Alex mengekori Viny di belakangnya, ia berdiri di samping meja Viny, menunggu sampai Viny mempersilahkannya duduk. Alex duduk ketika Viny menunjuk ke kursi, ia memperhatikan wajah Viny yang terlihat sedikit resah. Apa orang kaya punya masalah? Tentu saja. Tidak mungkin ada manusia yang dilahirkan tanpa masalah.

"Mama aku tau hutang aku banyak, Mama tau juga utang aku sebagian dibayarin kak Ve." Viny mengusap wajahnya frustrasi, kepalanya sudah nyaris pecah sekarang, entah ke mana lagi ia harus mencari uang.

"Bukannya kamu yatim piatu?"

"Mama istri aku."

"Oh nyonya Aretha." Alex mengangguk paham. "Kamu nyuruh aku ke sini mau minjem uang?" Alex menggerogoh saku celana, mengeluarkan ponsel untuk memeriksa saldo rekeningnya. "Ini aku punya segini, kalo mau ambil aja."

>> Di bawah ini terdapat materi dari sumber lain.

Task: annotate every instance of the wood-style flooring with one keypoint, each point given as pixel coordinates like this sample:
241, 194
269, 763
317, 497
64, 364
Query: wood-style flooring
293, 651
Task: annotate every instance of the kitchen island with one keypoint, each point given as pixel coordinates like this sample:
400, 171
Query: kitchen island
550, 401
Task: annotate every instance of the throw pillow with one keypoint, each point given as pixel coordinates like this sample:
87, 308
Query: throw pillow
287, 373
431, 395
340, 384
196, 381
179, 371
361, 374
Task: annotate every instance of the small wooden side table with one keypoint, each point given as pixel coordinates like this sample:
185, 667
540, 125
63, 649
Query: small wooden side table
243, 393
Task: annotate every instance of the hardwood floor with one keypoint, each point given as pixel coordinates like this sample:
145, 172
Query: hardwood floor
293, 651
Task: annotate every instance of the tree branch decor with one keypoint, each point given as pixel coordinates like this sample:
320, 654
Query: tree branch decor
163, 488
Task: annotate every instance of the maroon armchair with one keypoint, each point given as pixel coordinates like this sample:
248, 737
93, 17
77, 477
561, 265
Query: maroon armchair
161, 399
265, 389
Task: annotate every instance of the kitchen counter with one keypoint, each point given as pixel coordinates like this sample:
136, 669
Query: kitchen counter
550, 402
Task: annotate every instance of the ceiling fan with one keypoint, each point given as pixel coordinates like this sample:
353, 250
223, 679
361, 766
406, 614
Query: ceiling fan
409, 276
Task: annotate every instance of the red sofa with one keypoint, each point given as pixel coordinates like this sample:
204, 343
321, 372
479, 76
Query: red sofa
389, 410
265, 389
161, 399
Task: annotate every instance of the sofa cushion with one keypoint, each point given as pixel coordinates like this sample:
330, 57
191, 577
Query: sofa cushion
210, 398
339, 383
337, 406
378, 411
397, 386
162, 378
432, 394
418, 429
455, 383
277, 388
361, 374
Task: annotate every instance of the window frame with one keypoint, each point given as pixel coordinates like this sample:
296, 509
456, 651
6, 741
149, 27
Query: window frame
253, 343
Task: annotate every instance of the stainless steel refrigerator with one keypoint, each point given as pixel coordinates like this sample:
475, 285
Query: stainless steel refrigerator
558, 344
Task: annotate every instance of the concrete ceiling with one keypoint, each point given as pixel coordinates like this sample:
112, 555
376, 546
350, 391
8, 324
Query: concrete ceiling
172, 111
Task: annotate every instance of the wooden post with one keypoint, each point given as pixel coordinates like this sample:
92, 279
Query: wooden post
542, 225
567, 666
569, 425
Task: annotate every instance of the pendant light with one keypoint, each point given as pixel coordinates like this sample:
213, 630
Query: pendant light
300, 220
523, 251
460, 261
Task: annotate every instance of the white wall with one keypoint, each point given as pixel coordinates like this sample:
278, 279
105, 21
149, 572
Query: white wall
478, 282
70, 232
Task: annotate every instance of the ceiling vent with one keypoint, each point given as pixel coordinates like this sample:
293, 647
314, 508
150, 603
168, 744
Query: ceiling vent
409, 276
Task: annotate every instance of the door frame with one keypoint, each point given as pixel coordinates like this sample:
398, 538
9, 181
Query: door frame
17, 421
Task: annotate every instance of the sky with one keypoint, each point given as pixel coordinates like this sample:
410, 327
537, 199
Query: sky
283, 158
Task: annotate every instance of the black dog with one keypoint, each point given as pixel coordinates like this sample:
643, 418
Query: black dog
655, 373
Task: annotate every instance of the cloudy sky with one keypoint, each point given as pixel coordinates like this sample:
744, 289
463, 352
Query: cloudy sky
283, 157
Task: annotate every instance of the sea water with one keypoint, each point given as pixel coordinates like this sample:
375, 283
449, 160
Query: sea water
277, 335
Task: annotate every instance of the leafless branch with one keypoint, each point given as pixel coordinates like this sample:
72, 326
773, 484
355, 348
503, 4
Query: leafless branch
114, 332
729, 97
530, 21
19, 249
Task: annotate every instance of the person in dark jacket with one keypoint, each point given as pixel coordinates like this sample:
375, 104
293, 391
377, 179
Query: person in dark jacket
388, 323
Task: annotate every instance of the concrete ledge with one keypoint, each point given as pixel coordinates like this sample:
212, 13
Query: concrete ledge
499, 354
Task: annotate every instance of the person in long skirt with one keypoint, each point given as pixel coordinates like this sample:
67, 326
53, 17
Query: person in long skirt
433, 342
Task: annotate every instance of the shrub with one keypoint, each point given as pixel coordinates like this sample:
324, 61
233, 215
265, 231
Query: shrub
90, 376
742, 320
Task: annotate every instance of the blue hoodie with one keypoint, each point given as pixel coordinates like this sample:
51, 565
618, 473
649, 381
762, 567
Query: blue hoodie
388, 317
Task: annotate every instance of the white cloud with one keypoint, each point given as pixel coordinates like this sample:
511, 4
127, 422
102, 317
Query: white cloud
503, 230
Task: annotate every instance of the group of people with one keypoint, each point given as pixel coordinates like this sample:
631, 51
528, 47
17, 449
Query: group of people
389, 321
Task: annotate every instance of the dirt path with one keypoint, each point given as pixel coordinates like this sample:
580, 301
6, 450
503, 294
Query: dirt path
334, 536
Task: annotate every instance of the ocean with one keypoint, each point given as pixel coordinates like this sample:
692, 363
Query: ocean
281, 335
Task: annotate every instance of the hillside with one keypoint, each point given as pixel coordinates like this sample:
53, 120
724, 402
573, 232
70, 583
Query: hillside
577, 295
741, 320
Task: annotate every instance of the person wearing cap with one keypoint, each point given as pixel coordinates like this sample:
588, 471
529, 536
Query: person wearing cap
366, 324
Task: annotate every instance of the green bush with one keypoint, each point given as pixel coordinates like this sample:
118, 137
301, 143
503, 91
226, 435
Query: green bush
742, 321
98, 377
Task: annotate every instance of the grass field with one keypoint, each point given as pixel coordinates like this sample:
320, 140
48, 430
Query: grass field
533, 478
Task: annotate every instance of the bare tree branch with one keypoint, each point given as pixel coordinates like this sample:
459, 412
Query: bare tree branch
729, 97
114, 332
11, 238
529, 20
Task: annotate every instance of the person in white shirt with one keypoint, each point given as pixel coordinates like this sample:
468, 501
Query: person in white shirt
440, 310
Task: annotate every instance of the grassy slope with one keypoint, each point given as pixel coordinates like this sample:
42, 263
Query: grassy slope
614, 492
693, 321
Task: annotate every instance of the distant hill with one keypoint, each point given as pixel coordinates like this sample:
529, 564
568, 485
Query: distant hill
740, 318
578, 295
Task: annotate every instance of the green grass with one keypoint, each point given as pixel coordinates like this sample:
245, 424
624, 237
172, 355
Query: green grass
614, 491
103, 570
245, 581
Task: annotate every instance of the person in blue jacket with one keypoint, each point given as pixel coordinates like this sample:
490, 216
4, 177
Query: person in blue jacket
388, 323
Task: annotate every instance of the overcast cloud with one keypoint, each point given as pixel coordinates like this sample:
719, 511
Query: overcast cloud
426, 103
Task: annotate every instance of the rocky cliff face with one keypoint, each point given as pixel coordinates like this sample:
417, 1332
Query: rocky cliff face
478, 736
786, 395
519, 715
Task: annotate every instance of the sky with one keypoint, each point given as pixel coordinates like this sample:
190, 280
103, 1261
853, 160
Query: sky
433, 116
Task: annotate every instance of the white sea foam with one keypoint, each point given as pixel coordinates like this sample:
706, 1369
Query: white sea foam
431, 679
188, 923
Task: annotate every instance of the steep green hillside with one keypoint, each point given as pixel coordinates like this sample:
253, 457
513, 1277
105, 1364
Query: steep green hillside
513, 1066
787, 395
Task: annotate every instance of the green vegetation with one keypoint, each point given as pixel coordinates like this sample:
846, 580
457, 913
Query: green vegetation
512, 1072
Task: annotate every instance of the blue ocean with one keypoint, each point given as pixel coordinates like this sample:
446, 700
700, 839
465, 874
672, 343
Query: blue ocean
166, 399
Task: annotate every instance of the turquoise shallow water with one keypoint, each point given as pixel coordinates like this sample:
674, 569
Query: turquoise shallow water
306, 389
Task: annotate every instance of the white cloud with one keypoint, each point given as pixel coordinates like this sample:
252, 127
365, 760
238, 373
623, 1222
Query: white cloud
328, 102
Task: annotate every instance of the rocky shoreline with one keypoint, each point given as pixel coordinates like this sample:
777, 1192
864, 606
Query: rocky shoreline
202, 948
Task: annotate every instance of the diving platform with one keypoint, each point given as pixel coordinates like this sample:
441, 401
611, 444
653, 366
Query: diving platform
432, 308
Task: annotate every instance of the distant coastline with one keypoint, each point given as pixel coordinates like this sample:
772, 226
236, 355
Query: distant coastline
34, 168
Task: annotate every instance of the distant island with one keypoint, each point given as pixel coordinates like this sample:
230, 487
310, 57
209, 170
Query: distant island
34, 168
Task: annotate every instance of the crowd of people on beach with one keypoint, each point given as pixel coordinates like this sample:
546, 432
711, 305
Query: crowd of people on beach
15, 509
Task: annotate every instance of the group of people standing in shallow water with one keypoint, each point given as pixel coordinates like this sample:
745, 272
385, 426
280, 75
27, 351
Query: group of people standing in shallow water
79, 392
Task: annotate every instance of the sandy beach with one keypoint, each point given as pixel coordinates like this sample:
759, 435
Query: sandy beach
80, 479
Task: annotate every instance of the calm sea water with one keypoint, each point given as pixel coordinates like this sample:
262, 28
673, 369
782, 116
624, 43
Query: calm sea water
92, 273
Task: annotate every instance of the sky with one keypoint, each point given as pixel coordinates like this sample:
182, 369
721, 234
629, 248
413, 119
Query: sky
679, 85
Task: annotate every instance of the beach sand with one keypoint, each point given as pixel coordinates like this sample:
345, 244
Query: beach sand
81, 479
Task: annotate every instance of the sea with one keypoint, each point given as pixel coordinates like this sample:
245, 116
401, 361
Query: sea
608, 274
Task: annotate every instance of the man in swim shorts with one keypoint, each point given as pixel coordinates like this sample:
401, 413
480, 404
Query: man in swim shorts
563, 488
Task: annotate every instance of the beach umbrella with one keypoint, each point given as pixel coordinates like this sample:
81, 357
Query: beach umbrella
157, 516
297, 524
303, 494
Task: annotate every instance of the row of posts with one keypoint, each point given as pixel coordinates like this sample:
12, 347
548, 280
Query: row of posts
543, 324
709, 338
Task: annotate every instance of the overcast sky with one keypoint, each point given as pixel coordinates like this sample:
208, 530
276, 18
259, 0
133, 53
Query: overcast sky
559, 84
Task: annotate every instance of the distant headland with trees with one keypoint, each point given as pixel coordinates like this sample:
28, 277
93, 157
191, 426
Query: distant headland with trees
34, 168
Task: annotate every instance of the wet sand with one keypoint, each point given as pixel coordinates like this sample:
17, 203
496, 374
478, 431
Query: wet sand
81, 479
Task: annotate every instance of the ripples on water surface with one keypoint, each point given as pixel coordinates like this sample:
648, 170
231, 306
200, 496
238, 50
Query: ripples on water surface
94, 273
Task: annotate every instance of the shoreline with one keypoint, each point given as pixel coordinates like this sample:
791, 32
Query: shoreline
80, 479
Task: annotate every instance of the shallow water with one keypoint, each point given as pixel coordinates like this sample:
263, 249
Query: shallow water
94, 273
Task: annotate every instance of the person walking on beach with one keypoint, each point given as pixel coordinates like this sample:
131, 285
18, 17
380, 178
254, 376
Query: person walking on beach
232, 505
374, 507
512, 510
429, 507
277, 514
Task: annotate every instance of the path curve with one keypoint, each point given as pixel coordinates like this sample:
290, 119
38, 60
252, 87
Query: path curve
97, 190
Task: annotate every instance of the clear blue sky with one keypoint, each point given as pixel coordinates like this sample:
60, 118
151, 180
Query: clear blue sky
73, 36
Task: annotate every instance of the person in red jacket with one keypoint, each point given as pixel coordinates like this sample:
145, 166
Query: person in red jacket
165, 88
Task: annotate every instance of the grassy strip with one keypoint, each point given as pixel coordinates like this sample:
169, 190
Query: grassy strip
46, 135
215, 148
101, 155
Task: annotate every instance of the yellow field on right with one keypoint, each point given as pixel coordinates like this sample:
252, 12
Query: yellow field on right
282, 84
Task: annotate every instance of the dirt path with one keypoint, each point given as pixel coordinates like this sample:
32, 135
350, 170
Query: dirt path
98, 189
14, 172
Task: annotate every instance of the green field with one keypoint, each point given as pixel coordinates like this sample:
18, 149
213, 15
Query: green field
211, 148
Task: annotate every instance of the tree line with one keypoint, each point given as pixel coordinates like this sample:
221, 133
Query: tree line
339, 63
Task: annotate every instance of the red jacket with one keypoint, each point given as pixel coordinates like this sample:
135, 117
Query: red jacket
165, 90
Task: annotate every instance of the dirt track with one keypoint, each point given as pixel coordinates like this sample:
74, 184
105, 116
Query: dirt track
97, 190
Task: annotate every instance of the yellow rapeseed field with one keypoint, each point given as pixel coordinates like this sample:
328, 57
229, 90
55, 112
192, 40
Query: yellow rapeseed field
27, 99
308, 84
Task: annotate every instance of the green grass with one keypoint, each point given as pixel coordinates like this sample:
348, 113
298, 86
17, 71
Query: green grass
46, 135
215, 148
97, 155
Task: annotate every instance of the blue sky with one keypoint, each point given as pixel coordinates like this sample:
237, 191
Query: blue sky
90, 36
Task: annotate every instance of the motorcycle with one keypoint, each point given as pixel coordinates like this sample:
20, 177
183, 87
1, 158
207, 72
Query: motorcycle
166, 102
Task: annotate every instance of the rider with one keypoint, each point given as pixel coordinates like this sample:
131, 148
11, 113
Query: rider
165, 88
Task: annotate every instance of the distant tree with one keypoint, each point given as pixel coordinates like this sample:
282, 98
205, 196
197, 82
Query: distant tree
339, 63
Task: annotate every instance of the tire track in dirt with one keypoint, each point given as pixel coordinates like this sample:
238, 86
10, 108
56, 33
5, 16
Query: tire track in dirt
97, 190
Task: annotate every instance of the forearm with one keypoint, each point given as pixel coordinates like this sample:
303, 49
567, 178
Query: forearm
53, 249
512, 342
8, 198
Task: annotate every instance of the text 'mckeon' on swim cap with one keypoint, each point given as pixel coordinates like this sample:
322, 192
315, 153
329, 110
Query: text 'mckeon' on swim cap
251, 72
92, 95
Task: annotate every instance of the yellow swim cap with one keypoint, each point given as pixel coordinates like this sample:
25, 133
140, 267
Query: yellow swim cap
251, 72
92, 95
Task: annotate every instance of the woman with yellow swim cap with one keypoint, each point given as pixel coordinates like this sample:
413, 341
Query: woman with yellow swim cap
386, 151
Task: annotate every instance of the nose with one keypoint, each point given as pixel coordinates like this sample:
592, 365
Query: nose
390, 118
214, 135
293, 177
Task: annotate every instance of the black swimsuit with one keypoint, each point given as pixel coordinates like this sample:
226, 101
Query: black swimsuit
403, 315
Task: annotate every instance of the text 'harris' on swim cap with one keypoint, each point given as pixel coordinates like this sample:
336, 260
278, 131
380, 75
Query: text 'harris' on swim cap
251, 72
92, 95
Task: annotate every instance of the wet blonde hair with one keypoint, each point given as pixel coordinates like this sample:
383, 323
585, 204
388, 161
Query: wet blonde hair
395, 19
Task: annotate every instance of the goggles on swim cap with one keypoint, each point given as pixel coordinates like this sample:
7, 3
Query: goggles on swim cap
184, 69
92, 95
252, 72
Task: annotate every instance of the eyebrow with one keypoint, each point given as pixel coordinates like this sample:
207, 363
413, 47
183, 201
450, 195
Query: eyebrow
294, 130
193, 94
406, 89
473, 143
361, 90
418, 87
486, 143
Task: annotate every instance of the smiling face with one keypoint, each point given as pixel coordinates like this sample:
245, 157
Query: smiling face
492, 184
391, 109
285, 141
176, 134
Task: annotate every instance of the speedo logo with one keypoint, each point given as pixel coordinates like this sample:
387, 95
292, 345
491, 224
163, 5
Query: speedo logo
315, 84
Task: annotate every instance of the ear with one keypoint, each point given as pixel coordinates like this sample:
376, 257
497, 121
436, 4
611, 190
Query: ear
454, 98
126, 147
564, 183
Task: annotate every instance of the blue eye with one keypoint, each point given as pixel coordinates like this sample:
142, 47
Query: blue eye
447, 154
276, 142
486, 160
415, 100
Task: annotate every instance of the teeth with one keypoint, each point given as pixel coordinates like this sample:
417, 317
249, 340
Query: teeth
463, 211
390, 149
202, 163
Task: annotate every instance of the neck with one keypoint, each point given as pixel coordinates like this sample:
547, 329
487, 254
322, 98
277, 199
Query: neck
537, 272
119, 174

"Seratus juta cukup buat apa? Utang aku miliaran dan lagian aku gak niat minjem uang sama kamu, aku cuma mau cerita aja, soalnya kalo cerita ke yang lain pasti mereka minjemin uang, gak enak aku ngerepotin mereka terus." Viny bersandar di kursi dengan mata terpejam. "Aku nunggu dari Vivi, dia mau kasih aku uang 1 M."

"Vivi gak masuk kategori yang lain itu ya?" Alex mengambil salah satu rubik di atas meja Viny, memainkannya sebentar dan ia simpan kembali karena tidak mengerti. "Kamu kerja apa emang sampe Vivi mau kasih kamu uang sebanyak itu?"